Probably the most significant reason for this is that we are far more likely to be influenced by our immediate emotional experience during a session than by the successful delivery of what eventually turn out to be long-term benefits. We like to think of ourselves as driven by rationality, but as Daniel Kahneman eloquently explains in Thinking, Fast and Slow we largely discount the effects that our emotions have on our beliefs. Although information provided by lectures and speeches is mostly forgotten within a week, the short-term emotional glow fanned by a skillful motivational speaker can last long enough for great marks on smile sheets. And paradoxically, the long-term learning that can result from well-designed experiential meeting sessions may not be consciously recognized for some time.

Other reasons why evaluations of conference sessions can be unreliable include quantifiable reason bias (the distortions that occur when attendees are asked to justify their evaluations) and evaluation environment bias (evaluations are influenced by the circumstances in which they’re made). These biases are minimal if we receive evaluations from the environment in which participants can implement hoped-for learning: i.e. back in the world of work. But instead—worried that no one will provide feedback if we wait too long—we supply evaluation sheets to fill out at the session, or push evaluation reminders right away via a conference app.

How can we improve meeting evaluations?

If we want meeting evaluations to reflect real-world long-term change, we need to use evaluation methods that allow participants to report on their meeting experiences’ long-term effects.

This is hard—much harder than asking for immediate impressions.

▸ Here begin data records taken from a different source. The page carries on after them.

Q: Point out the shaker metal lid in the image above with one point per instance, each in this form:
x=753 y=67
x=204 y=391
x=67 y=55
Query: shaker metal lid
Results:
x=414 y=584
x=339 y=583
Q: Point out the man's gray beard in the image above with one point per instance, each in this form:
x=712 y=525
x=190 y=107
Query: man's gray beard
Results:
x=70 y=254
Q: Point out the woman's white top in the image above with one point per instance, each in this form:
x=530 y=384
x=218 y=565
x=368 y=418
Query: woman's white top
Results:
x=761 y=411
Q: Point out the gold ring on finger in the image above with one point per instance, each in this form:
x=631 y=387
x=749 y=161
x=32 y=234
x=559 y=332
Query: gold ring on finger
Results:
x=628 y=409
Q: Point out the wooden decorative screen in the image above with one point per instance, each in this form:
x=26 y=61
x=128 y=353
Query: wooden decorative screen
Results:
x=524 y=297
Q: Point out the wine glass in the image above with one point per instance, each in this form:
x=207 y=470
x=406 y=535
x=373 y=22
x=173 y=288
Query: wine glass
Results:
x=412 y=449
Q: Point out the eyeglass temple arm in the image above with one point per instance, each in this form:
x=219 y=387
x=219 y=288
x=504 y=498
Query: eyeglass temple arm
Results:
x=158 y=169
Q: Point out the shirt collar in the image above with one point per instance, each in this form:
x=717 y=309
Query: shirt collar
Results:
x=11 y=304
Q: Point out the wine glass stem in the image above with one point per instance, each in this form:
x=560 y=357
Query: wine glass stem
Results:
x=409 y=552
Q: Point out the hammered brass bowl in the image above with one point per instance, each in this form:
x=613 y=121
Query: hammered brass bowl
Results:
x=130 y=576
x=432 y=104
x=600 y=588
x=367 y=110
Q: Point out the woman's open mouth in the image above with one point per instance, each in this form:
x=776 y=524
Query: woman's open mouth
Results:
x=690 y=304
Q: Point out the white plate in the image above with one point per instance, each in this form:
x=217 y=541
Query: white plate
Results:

Once away from the event, memories fade, our professional lives center around our day-to-day work, and we are less open to refocus on the past.

While I haven’t formulated a comprehensive approach to evaluating long-term change related to meetings, I think an effective long-term meeting evaluation should include the following activities:

  • Individual participants document perceived learning and change resolutions before the meeting ends.
  • Follow-up with participants after an appropriate time to determine whether their chosen changes have actually occurred.